The last method is staged closure of the bronchus, which we have described previously [18]. In contrast to the third method used for the lower and middle lobe, it is rather suitable for bilateral upper lobe resection. Some surgeons have also adapted this technique to overcome the adherence of calcified LNs to the bronchus and lobar arteries [19]. The key point is that the bronchus should be transected by scissors as distally as possible to preserve a longer stump, facilitating its closure with a linear stapler sequentially.

From MP- to SP-VATS approach, we have developed several useful techniques to facilitate VATS anatomic resection for chronic inflammatory lung disease [9, 18]. Although the current study demonstrated that the incidence of intraoperative major vessel injury was still higher, the rate of conversion to thoracotomy was relatively lower in the SP-VATS group, and the between-group difference of intraoperative blood loss was minimal. This represents that we can manage these vascular injuries well by SP-VATS techniques. Noticeably, the operation time is significantly shorter in the SP-VATS group. We believed these are a result of the accumulation of VATS experience and proficiency of surgical techniques we provided. When it comes to postoperative recovery characteristics, because one patient with bronchiectasis had post-surgical empyema, resulting in prolonged chest tube drainage (116 days) and postoperative hospital stay (37 days), the average of chest tube drainage and postoperative hospital stay in SP-VATS is relatively higher than that in MP-VATS without statistical significance (p = 0.184 and 0.107, respectively). Based on the results of the median and IQR values, we considered SP-VATS to be a safe procedure as MP-VATS.

A higher complication rate with SP-VATS is unexpected, which is associated with insufficient experience in the developmental phase of SP-VATS. The primary complication was prolonged air leakage (> 7 days), which also resulted in a longer chest tube duration and longer hospital stay. The incidence of prolonged air leakage could be reduced when some prophylactic agents, such as fibrin glue or polyglycolic acid sheets (NEOVEIL), are applied, but they are not covered by our national health insurance [20]. Noticeably, there was no 30-day mortality in SP-VATS group although the complication rate is relatively higher.

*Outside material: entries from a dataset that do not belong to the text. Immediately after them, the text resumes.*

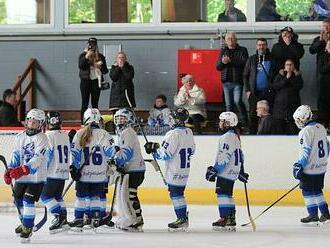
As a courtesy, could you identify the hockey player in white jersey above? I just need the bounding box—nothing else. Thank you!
[4,109,48,242]
[206,112,249,231]
[293,105,330,224]
[41,111,71,233]
[144,108,195,231]
[114,109,145,232]
[69,108,115,230]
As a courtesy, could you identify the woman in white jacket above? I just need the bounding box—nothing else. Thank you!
[174,74,206,134]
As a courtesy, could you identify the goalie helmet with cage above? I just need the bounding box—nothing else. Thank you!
[293,105,313,129]
[46,111,62,130]
[114,108,135,129]
[84,108,101,125]
[170,108,189,127]
[219,111,238,129]
[25,108,46,136]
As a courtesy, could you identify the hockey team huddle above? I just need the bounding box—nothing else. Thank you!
[4,105,330,242]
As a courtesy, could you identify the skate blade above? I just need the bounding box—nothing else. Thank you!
[213,226,236,232]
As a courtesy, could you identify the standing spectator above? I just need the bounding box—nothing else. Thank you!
[79,37,108,124]
[174,74,207,134]
[243,38,275,134]
[273,59,303,134]
[109,52,136,109]
[218,0,246,22]
[272,27,305,73]
[216,32,249,126]
[256,100,273,134]
[317,40,330,128]
[0,89,22,126]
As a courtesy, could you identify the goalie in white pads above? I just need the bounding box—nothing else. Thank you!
[69,108,115,230]
[144,108,195,231]
[293,105,330,224]
[206,112,249,231]
[4,109,48,242]
[114,109,145,231]
[41,111,71,233]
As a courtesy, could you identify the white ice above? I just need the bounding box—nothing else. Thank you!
[0,206,330,248]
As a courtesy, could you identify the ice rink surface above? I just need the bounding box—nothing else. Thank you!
[0,206,330,248]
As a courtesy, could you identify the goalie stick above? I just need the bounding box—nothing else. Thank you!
[0,155,47,232]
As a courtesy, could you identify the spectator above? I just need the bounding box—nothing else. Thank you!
[243,38,275,134]
[79,37,108,124]
[317,40,330,128]
[218,0,246,22]
[273,59,303,134]
[272,27,305,73]
[109,52,136,109]
[174,74,207,134]
[256,100,273,134]
[216,32,249,126]
[256,0,289,22]
[0,89,22,126]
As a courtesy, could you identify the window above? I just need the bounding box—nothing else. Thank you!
[0,0,50,24]
[162,0,247,22]
[69,0,152,24]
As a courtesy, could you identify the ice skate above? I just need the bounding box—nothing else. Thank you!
[20,225,32,243]
[168,217,189,232]
[300,215,319,226]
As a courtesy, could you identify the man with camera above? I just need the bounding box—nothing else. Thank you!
[79,37,109,124]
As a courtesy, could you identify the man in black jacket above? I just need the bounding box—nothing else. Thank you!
[0,89,22,126]
[243,38,275,134]
[216,32,249,126]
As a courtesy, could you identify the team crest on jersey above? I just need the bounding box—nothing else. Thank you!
[23,142,35,163]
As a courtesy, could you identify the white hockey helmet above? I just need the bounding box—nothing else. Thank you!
[84,108,101,125]
[219,111,238,127]
[293,105,313,129]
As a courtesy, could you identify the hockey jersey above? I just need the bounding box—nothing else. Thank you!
[8,131,48,183]
[154,127,195,186]
[71,128,116,183]
[115,127,146,172]
[214,130,244,181]
[298,122,329,175]
[46,130,71,180]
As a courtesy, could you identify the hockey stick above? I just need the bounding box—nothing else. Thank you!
[241,183,300,226]
[0,155,47,232]
[125,89,167,185]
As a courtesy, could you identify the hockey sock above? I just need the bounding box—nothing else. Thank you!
[217,194,235,217]
[302,190,318,216]
[314,190,329,214]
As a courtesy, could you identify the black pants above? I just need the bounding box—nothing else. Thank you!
[80,79,101,124]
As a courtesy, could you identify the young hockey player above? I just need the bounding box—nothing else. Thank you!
[4,109,48,242]
[69,108,115,231]
[206,112,249,231]
[114,109,145,232]
[144,108,195,231]
[41,111,71,233]
[293,105,330,224]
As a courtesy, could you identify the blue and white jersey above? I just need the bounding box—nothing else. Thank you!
[115,127,146,172]
[214,130,244,181]
[46,130,71,180]
[71,128,116,183]
[297,122,329,175]
[154,127,195,186]
[8,131,48,183]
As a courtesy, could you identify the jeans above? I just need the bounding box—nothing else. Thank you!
[223,82,247,125]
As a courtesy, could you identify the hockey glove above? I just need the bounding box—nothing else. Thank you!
[144,142,159,154]
[3,169,11,185]
[205,166,218,182]
[292,163,304,180]
[9,165,30,180]
[238,172,249,183]
[70,165,81,181]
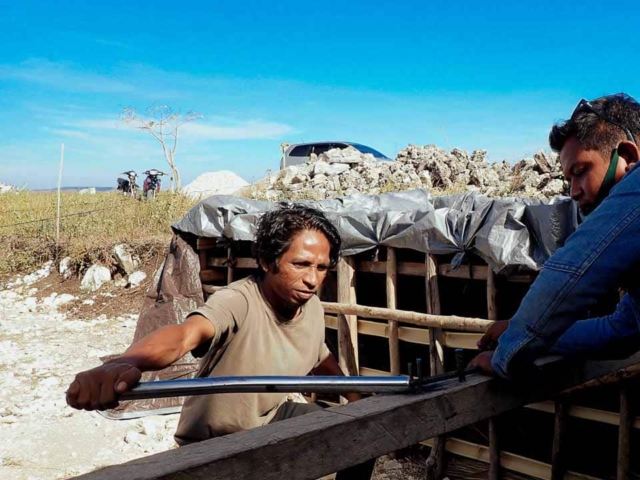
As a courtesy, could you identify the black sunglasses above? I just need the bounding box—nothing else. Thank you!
[571,98,636,143]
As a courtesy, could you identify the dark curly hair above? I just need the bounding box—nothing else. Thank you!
[549,93,640,158]
[254,203,342,276]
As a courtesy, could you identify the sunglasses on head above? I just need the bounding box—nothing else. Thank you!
[571,98,636,143]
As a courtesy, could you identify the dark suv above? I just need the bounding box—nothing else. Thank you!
[280,142,391,170]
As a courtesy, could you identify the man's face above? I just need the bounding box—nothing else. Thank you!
[264,230,331,313]
[560,137,624,213]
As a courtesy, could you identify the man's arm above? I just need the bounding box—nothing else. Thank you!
[551,295,640,359]
[492,169,640,378]
[311,354,362,403]
[67,314,215,410]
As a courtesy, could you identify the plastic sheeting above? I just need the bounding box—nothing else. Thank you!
[173,189,579,273]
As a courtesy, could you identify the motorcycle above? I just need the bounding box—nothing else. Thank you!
[142,168,167,200]
[117,170,140,198]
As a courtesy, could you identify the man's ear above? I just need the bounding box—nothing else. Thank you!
[618,140,640,172]
[258,258,269,273]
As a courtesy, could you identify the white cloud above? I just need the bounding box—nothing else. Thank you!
[47,128,91,138]
[63,117,295,142]
[183,120,295,140]
[0,59,136,93]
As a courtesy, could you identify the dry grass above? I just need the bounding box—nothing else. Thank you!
[0,191,194,275]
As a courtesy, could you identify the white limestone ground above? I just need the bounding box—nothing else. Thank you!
[0,268,177,480]
[0,263,423,480]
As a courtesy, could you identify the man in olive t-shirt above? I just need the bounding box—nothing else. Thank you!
[67,205,374,479]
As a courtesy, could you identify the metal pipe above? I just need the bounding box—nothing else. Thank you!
[120,376,411,400]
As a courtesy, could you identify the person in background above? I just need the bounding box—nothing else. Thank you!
[67,205,375,480]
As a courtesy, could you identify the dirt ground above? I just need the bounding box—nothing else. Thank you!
[0,262,440,480]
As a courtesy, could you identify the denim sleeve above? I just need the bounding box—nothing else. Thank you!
[492,168,640,378]
[551,295,640,359]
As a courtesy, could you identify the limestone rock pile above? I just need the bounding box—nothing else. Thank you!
[245,145,568,201]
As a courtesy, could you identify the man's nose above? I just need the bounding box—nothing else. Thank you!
[302,267,318,288]
[570,180,582,200]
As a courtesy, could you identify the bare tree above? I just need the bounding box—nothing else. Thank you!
[120,105,202,191]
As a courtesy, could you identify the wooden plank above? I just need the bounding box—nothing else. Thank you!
[424,255,446,480]
[420,437,598,480]
[208,257,258,268]
[360,367,391,377]
[386,247,400,375]
[322,302,494,333]
[442,332,482,350]
[72,353,640,480]
[200,269,227,282]
[487,267,498,320]
[336,257,359,375]
[324,315,430,345]
[617,384,633,480]
[551,400,567,480]
[438,263,489,280]
[525,401,640,429]
[227,246,235,285]
[489,417,500,480]
[196,237,221,250]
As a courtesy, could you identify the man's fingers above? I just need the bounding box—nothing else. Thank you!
[67,380,80,408]
[115,367,142,393]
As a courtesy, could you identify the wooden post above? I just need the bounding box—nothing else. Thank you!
[489,417,500,480]
[227,245,235,285]
[425,255,444,375]
[425,254,447,480]
[617,383,633,480]
[337,257,359,375]
[551,400,568,480]
[487,267,498,320]
[487,266,500,480]
[386,247,400,375]
[56,143,64,251]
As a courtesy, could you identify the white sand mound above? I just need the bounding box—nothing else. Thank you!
[182,170,249,200]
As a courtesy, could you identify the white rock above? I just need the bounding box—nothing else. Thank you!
[113,243,140,275]
[129,270,147,288]
[53,293,76,307]
[40,377,60,387]
[313,162,349,177]
[58,257,73,278]
[181,170,249,200]
[80,265,111,292]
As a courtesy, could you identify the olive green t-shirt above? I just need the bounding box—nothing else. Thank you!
[175,277,329,445]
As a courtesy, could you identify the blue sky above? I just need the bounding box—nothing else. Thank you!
[0,0,640,188]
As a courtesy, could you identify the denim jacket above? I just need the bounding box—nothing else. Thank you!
[492,163,640,378]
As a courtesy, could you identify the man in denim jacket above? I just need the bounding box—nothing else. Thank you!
[471,94,640,378]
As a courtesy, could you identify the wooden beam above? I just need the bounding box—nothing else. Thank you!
[617,383,633,480]
[72,353,640,480]
[420,437,598,480]
[487,268,498,320]
[328,316,482,348]
[424,255,446,480]
[338,257,359,375]
[386,247,400,375]
[551,400,567,480]
[227,245,235,285]
[200,268,227,282]
[438,263,488,280]
[208,256,258,268]
[489,417,500,480]
[525,401,640,429]
[322,302,494,333]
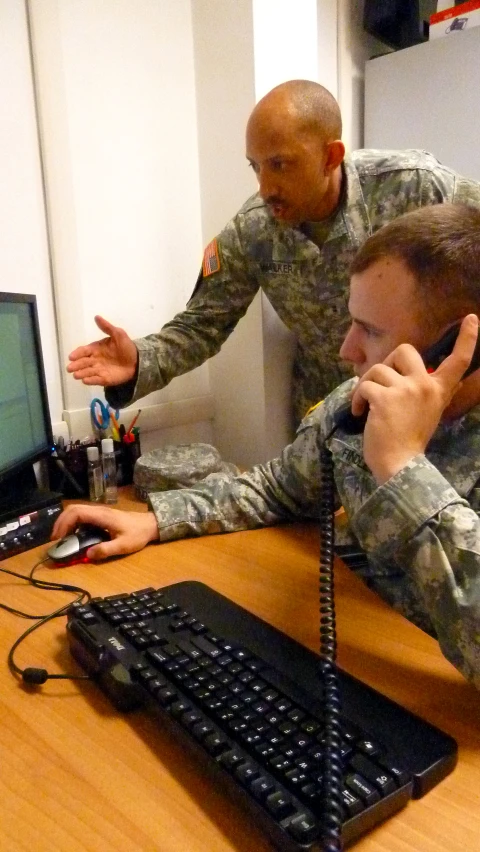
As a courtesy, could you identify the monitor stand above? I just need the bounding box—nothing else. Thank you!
[0,464,62,523]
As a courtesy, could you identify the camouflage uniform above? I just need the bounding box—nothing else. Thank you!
[107,150,480,424]
[150,379,480,688]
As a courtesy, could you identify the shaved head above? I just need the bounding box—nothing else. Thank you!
[246,80,345,223]
[249,80,342,142]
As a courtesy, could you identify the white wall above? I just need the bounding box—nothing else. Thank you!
[4,0,376,464]
[338,0,390,151]
[0,0,63,432]
[29,0,213,448]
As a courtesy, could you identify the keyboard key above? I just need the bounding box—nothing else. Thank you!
[346,773,380,805]
[342,787,365,817]
[265,790,294,819]
[288,813,320,843]
[250,775,275,802]
[350,754,396,796]
[220,748,246,771]
[203,732,230,757]
[234,761,260,787]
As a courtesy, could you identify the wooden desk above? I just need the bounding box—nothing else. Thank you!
[0,498,480,852]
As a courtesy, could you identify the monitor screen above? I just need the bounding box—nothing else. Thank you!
[0,293,52,510]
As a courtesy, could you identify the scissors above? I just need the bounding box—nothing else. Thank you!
[90,396,120,432]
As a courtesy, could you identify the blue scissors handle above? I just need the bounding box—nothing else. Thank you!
[90,397,120,430]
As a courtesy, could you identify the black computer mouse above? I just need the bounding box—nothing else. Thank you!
[47,524,111,565]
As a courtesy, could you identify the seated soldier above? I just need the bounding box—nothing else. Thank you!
[53,204,480,687]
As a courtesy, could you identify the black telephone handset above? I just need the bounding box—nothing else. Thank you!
[319,323,480,852]
[335,322,480,435]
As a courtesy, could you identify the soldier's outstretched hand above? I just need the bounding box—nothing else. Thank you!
[67,316,138,387]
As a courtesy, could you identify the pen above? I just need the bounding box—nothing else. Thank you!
[110,411,120,441]
[127,408,142,434]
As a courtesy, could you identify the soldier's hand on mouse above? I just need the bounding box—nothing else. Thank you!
[51,503,159,560]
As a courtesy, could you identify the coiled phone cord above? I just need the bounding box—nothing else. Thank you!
[319,442,343,852]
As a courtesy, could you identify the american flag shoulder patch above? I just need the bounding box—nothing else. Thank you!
[202,240,220,278]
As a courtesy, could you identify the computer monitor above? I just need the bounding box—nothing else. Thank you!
[0,293,52,518]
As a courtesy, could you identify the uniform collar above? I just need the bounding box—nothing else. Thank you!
[273,156,372,262]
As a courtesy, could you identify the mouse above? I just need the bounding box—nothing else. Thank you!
[47,524,111,565]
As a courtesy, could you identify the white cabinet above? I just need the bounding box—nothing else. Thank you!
[365,27,480,180]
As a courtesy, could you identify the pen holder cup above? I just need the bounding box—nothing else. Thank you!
[114,435,141,485]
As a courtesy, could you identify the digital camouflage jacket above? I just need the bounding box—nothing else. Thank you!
[149,379,480,688]
[107,150,480,425]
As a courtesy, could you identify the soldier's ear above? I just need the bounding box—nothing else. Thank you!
[325,139,345,175]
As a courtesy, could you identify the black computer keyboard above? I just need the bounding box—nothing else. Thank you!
[67,582,457,852]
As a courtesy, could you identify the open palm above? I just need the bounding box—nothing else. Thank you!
[67,316,137,387]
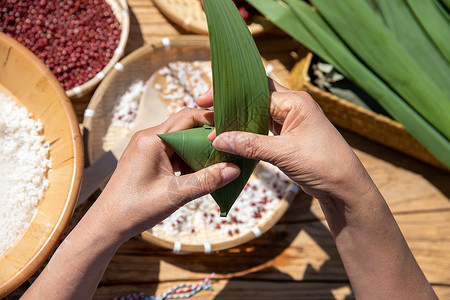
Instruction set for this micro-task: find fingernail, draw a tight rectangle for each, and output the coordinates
[212,134,235,153]
[220,166,241,182]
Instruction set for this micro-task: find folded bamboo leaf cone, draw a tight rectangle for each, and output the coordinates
[158,125,258,217]
[160,0,270,217]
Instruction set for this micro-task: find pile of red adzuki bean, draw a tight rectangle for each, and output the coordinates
[0,0,121,90]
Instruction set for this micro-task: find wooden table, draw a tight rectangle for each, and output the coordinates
[7,0,450,299]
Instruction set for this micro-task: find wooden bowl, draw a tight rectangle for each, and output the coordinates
[154,0,272,35]
[0,33,84,298]
[66,0,130,99]
[84,36,297,252]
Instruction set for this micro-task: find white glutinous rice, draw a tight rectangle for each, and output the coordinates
[0,91,51,257]
[111,81,144,129]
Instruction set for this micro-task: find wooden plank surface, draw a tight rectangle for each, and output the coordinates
[7,0,450,299]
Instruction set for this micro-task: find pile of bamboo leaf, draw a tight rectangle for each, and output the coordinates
[159,0,270,217]
[247,0,450,167]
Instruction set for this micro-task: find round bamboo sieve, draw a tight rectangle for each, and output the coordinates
[66,0,130,99]
[154,0,271,35]
[0,33,84,298]
[84,36,298,252]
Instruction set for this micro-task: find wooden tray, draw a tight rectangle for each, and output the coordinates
[0,33,84,298]
[154,0,272,35]
[290,51,448,170]
[84,36,298,252]
[66,0,130,100]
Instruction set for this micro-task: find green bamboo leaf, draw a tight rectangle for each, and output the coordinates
[376,0,450,99]
[247,0,450,167]
[407,0,450,62]
[312,0,450,139]
[158,125,214,171]
[441,0,450,10]
[160,0,270,216]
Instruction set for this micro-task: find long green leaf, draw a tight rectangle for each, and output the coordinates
[407,0,450,62]
[441,0,450,10]
[160,0,270,216]
[247,0,450,167]
[312,0,450,139]
[376,0,450,99]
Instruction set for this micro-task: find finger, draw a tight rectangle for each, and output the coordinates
[158,108,214,133]
[212,131,280,164]
[267,77,290,92]
[208,129,217,142]
[178,163,241,201]
[197,88,214,108]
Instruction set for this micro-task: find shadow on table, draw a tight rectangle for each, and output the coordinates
[157,192,353,299]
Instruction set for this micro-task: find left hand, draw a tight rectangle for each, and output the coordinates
[97,109,240,240]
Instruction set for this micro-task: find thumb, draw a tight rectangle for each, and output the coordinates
[212,131,279,164]
[178,163,241,201]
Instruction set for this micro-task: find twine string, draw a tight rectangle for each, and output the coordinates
[113,273,215,300]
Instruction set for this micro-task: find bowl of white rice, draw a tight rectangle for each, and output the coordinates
[0,33,84,298]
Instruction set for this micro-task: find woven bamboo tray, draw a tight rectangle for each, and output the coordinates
[84,36,298,252]
[66,0,130,100]
[290,51,448,170]
[0,33,84,298]
[154,0,271,35]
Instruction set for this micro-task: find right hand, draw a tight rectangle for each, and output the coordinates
[197,79,376,212]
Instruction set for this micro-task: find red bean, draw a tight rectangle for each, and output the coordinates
[0,0,121,90]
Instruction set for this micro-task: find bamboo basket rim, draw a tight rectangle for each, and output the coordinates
[66,0,130,99]
[0,33,84,298]
[84,35,297,252]
[153,0,273,36]
[289,51,450,171]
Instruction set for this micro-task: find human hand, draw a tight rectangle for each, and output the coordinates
[197,80,374,214]
[97,108,240,240]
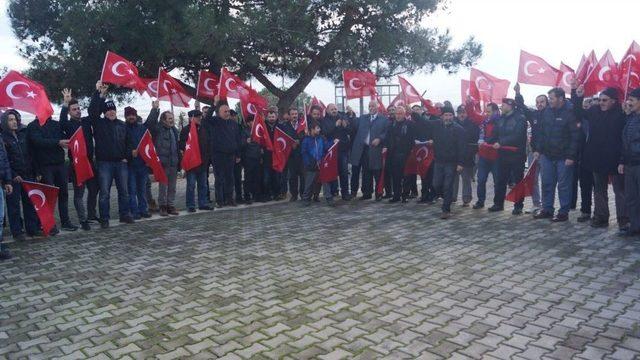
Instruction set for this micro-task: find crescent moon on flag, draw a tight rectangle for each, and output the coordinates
[202,78,214,93]
[111,61,127,77]
[7,81,31,100]
[276,138,287,151]
[598,66,611,81]
[524,60,540,77]
[27,189,47,210]
[349,78,362,90]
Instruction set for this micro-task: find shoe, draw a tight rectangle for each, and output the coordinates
[533,210,553,220]
[551,214,569,222]
[12,233,27,242]
[591,218,609,229]
[62,223,78,231]
[576,213,593,222]
[120,215,136,224]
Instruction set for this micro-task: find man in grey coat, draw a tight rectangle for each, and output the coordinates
[351,100,389,201]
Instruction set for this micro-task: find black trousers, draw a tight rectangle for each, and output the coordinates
[40,164,70,224]
[493,157,524,210]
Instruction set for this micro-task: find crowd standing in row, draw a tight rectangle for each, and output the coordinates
[0,81,640,258]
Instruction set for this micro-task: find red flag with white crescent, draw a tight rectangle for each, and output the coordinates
[69,127,94,186]
[0,70,53,126]
[22,181,59,235]
[180,121,202,171]
[136,130,169,184]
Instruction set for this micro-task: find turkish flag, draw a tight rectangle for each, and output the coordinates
[398,75,422,104]
[478,143,518,161]
[296,105,309,134]
[142,78,158,98]
[69,127,94,186]
[518,50,559,86]
[504,160,538,203]
[584,50,621,96]
[620,41,640,99]
[318,141,339,184]
[0,70,53,126]
[271,127,296,172]
[238,87,269,119]
[471,68,511,104]
[251,113,273,151]
[376,148,387,195]
[180,121,202,171]
[100,51,146,91]
[196,70,220,100]
[22,181,59,236]
[158,69,191,108]
[136,130,169,184]
[556,62,576,94]
[218,68,249,99]
[342,70,378,100]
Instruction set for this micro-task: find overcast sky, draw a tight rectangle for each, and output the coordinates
[0,0,640,115]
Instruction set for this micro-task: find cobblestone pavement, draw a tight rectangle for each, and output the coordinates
[0,179,640,359]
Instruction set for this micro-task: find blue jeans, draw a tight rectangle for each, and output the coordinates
[540,155,573,215]
[477,157,498,204]
[98,161,131,221]
[7,179,40,237]
[186,169,208,209]
[127,166,149,217]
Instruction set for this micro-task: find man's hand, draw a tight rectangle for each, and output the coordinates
[62,88,73,106]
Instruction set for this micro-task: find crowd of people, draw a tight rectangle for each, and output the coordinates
[0,81,640,259]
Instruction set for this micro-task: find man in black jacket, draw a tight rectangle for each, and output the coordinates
[204,98,241,206]
[487,99,527,215]
[429,106,466,219]
[2,110,42,240]
[384,106,415,203]
[571,86,629,231]
[89,81,134,229]
[618,88,640,236]
[60,89,98,231]
[179,109,213,212]
[533,88,580,222]
[27,112,78,235]
[453,105,480,207]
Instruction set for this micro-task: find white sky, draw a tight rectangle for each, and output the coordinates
[0,0,640,116]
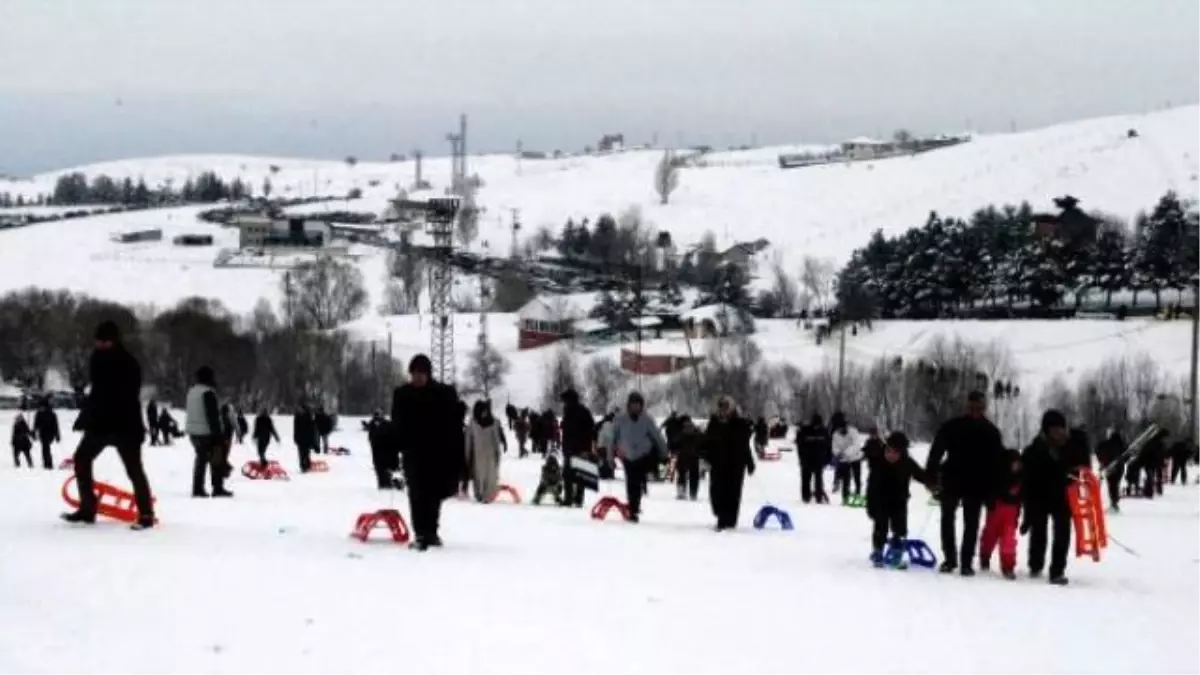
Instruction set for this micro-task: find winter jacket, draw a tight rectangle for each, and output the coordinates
[34,408,62,443]
[76,344,146,444]
[796,424,833,466]
[463,414,504,500]
[829,426,863,464]
[563,404,595,458]
[12,417,34,453]
[252,413,280,443]
[700,414,755,477]
[612,412,667,461]
[184,384,221,437]
[1021,435,1087,513]
[391,380,466,497]
[925,416,1004,498]
[864,438,930,519]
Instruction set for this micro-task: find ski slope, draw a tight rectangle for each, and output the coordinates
[0,412,1200,675]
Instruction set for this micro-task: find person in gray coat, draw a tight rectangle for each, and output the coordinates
[466,401,508,502]
[612,392,667,522]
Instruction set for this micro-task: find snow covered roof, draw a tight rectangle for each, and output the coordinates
[517,293,596,321]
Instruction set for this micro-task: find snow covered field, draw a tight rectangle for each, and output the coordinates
[0,413,1200,675]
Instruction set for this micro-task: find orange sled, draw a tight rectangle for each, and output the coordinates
[350,508,408,544]
[62,476,155,522]
[1067,468,1109,562]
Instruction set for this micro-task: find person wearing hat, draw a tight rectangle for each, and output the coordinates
[62,321,155,530]
[1021,410,1087,586]
[560,389,595,508]
[391,354,466,551]
[184,365,233,497]
[612,392,667,522]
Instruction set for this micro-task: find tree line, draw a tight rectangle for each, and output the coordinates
[838,192,1200,318]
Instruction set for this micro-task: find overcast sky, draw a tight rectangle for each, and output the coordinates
[0,0,1200,173]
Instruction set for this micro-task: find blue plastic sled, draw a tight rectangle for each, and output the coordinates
[883,539,937,569]
[754,504,793,530]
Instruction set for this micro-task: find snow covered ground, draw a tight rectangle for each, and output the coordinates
[0,413,1200,675]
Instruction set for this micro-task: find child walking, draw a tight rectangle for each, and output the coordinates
[864,431,929,568]
[979,450,1021,580]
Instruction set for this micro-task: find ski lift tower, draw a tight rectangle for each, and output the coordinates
[425,197,460,384]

This study had some limitations. First, this retrospective non-randomized study was conducted at a single institution, and the number of cases was small. Second, the severity of adhesion score is subjectively evaluated, and the long-term outcome data are limited. With increased experience in performing SP-VATS, the surgeon’s tolerance and perseverance for managing adhesion and calcified lymph node gradually increase, but surgical approach planning still depends on surgeon’s preference and disease complexity. In our view, minimally invasive surgery is a trend nowadays, and SP-VATS is widely discussed in lung cancer surgery. For chronic inflammatory lung disease, however, SP-VATS is still challenging. Therefore, we made a great effort to develop some techniques to facilitate SP-VATS anatomic resection. Moreover, these specifical techniques can also be applied in MP-VATS to reduce unexpected thoracotomy conversion.

In conclusion, pleural and fissure adhesion or calcified LNs around the vessels and bronchus are not obstacles for conducting SP-VATS. If the surgeon is acquainted with the techniques we have proposed, SP-VATS anatomic resection for chronic inflammatory lung disease could become more feasible and safer with a lower thoracotomy conversion rate.